Each page of the yearbook, from cover to cover, is individually scanned at 300 dots per inch and in 24-bit color – except for those pages that are black-and-white; those pages are scanned in 300 dots per inch, 8-bit greyscale. Each page is then digitally cropped to the same width and height. Any pages that have photos or pictures need to have the digital noise removed -since yearbook photos are printed with a low dots-per-inch ratio print, scanning these photos can cause a moiré pattern on the screen, as if you were looking at the pictures through a wire porch screen. I have to run a “remove moiré” scan on each file, which will get rid of the stray dot patterns and smooth out the photo, so that the image is clear at any size.
After all pages are cropped and processed, I combine all the images into an Adobe PDF file. This high-resolution copy of the yearbook will be used for archive and research purposes, and can be reprinted as needed.
Those PDF’s, however, are monstrously large. If I try to upload them to the tribute site, anyone who opens them will have a major wait time before the yearbook PDF loads into their browsers.
So after I’ve made the “archival” copy of the yearbook, I re-sample each scanned page, reducing their resolutions from 300 dots per inch to 72 dots per inch. Those files are then combined into a new PDF, which is then uploaded to the tribute site.

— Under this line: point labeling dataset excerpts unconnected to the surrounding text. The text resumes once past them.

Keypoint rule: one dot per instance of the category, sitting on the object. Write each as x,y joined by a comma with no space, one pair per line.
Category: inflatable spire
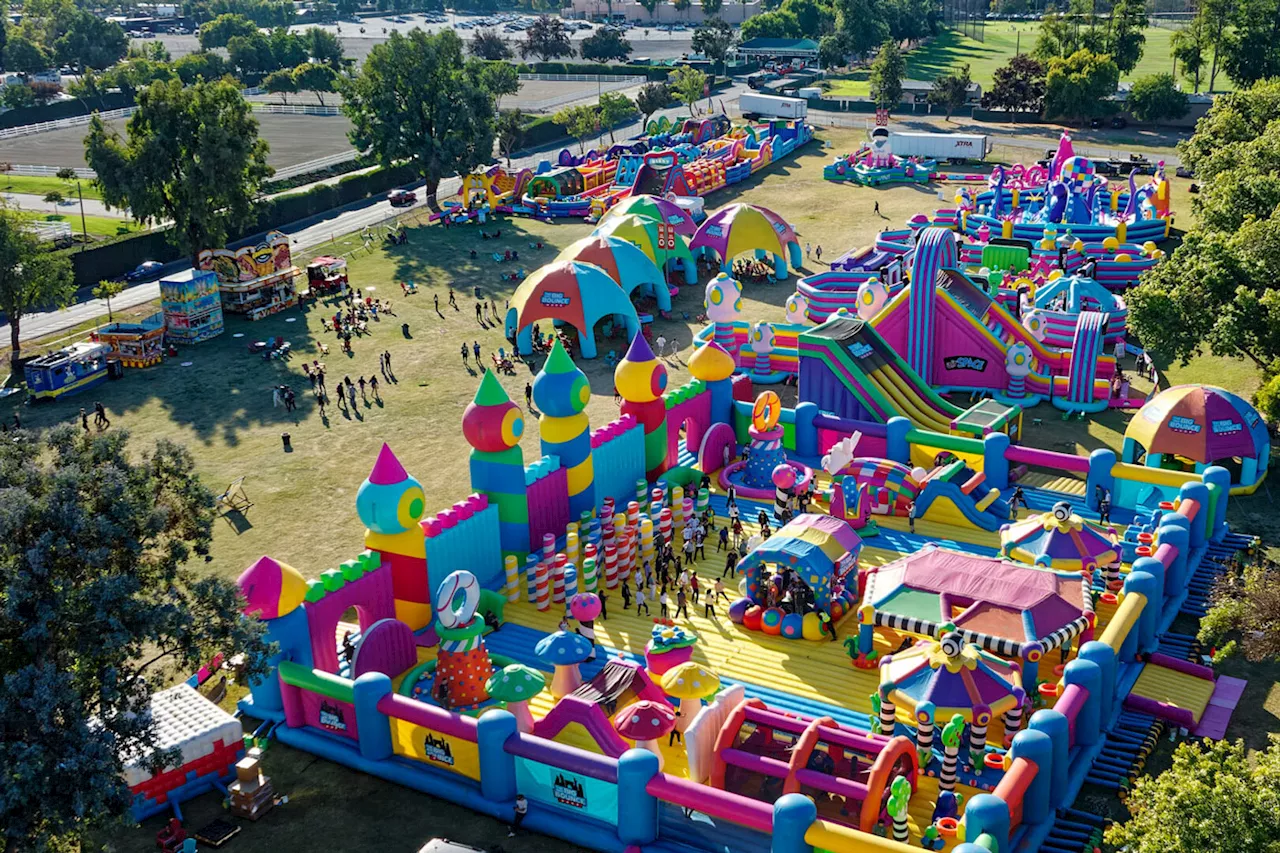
493,425
561,393
391,503
641,379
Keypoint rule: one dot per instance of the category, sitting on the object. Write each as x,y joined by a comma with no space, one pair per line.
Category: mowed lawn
216,398
1002,40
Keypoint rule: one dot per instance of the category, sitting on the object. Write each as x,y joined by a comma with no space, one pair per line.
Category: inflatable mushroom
647,723
516,684
565,651
690,683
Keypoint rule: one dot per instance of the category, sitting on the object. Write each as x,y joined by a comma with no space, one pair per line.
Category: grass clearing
220,406
1004,39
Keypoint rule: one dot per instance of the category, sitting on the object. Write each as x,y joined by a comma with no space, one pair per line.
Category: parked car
144,270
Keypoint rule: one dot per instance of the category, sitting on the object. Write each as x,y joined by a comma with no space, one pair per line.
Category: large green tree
887,73
419,99
31,279
191,156
97,610
1215,798
1080,86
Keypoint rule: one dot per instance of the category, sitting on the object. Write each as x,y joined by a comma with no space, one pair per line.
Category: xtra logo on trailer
568,790
965,363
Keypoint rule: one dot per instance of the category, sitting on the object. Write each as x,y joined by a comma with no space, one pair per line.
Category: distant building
734,13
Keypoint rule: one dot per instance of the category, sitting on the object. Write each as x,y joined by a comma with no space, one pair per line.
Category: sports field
1004,39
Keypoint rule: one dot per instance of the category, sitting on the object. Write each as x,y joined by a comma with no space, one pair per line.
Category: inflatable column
391,503
561,393
493,425
641,379
723,301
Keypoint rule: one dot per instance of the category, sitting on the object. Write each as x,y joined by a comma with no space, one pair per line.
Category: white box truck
940,146
772,106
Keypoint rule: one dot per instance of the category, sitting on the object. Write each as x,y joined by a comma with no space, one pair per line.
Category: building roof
780,46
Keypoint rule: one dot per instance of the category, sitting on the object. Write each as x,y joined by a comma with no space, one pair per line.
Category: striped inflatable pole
611,568
512,566
924,731
558,579
531,576
543,582
978,738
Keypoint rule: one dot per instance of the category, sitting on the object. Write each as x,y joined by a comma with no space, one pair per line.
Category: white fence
74,121
297,109
314,165
45,172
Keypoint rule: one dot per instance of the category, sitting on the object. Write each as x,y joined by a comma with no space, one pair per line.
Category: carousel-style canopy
625,263
572,292
1060,539
954,676
658,209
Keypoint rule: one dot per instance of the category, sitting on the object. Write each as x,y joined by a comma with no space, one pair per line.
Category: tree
415,99
191,156
30,279
100,610
202,64
1016,86
547,39
510,129
1252,50
1191,48
887,73
280,82
771,24
613,108
650,99
713,40
581,122
951,90
1080,86
1215,798
108,290
252,54
311,77
689,85
606,45
219,31
23,55
88,41
487,44
1156,97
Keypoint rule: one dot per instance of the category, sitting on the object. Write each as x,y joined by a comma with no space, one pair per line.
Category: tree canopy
1212,799
191,156
419,99
30,277
887,73
97,605
547,39
1016,86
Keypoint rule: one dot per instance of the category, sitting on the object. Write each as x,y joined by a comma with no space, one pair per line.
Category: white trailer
940,146
772,106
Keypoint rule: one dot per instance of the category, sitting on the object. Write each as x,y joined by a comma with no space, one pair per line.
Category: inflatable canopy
572,292
1203,425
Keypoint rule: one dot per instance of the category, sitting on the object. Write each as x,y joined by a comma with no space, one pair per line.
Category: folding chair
234,498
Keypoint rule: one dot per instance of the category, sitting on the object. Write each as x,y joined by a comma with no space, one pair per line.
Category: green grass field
35,186
1004,39
216,398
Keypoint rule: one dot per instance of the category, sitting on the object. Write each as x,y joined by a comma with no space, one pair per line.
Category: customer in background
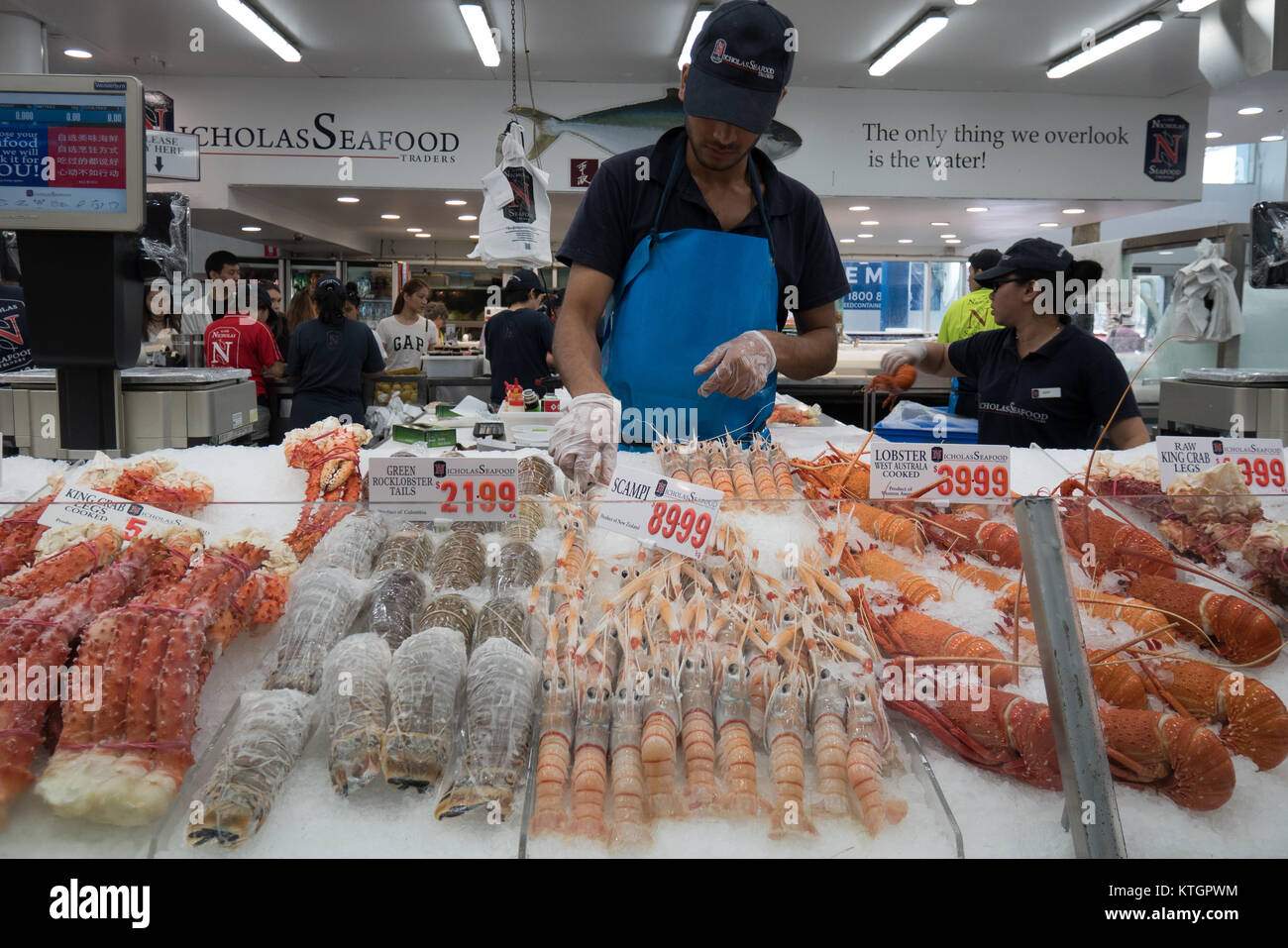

One other thing. Not everybody appreciates the idea of having their memories up on a website. One Harriet Gibbons graduate contacted me and said she wanted her yearbook taken off the site, because she did not her image up for all to see. After much negotiation, we reached a compromise. I would keep the yearbook on the site, but any shots of her in the yearbook would be digitally blocked out. The archival copy, however, would have the yearbook as originally printed, but it would not be available online.
Yearbooks are an important part of any school’s history and legacy. You can see, right there on the page, all the fashions and hair styles of that exact time period.
It would be a shame if that history was ever lost.